Client Profile:
The client is a well known 65 room boutique hotel in Kathmandu and well located in the business district. Because of the corona crisis, the staff numbers were reduced from 84 (in 2018) to 60.
Due to the reduction in business the management decided to invest the time into upgrading the Cloud 9 Concept. The main focus was to re-engineer the process in the F & B areas to create a more efficient flow and increase the productivity. This was the second SEC assignment for this client.
Tasks:
- Re-engineer the kitchen layout and work flow to meet the required
- efficiency and Hygiene regulations.
- Restaurant buffet layout and various recommendations
- Cloud 9 kitchen layout and recommendations.
- Bakery: Implementation of a “pre half-baked bread product” system.

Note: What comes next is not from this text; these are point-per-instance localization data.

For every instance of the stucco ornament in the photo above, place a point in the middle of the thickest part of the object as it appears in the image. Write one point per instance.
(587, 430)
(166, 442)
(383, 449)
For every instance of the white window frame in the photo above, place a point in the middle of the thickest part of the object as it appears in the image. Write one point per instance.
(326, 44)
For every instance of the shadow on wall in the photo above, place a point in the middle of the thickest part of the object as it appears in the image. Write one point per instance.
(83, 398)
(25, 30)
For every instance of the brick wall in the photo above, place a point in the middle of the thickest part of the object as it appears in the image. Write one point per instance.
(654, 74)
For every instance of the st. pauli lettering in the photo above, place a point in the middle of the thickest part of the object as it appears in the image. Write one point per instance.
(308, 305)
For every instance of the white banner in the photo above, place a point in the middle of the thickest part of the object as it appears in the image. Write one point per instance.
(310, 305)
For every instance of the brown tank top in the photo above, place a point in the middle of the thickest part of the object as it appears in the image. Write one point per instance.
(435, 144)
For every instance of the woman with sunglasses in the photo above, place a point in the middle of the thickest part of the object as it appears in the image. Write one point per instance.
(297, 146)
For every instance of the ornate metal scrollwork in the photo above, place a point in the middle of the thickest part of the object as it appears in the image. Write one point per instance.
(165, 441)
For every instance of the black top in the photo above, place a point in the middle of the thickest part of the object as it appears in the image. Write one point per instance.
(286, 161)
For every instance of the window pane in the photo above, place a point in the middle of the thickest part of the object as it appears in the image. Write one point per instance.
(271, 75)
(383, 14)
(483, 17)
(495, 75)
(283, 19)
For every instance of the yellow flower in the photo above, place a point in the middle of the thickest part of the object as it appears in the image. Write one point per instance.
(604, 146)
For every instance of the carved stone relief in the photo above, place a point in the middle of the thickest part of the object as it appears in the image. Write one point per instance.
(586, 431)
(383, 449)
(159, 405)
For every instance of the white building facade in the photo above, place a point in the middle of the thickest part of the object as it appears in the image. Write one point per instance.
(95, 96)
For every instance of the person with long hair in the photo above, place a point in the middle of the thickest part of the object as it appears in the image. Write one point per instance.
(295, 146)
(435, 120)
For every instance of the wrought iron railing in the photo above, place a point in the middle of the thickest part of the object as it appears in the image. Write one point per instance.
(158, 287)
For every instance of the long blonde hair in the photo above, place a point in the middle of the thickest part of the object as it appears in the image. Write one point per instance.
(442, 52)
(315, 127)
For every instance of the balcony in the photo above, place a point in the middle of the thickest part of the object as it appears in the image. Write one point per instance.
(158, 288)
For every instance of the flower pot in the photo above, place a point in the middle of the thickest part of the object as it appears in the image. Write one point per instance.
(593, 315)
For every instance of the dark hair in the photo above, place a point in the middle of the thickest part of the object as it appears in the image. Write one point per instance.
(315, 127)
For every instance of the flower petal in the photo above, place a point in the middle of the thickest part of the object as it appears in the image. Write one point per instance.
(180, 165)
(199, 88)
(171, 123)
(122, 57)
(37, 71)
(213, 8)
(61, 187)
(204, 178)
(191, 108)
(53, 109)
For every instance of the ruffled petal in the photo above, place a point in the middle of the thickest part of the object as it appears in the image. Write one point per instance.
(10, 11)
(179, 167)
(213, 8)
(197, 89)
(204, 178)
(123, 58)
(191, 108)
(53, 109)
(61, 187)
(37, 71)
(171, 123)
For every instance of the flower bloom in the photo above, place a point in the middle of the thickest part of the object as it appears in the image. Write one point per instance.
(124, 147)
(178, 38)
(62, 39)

- Concept of frozen food handling, menu planning and recipe costing.
Results:
The client selected the proposed kitchen layout which will move the butchery section outside to a new location, relocate the cold kitchen section and enlarge the dish and pot washing area. The buffet will be redesigned by a kitchen planner and a feasibility study will be requested.
Cloud 9 Project kitchen amendment has been taken into consideration and the work should be finished on schedule.
Implementation of the new Bakery Production system (after fine tuning and adjusted recipes) will be done.
Implementation of the proposed work flow and food thawing procedure has been put in place.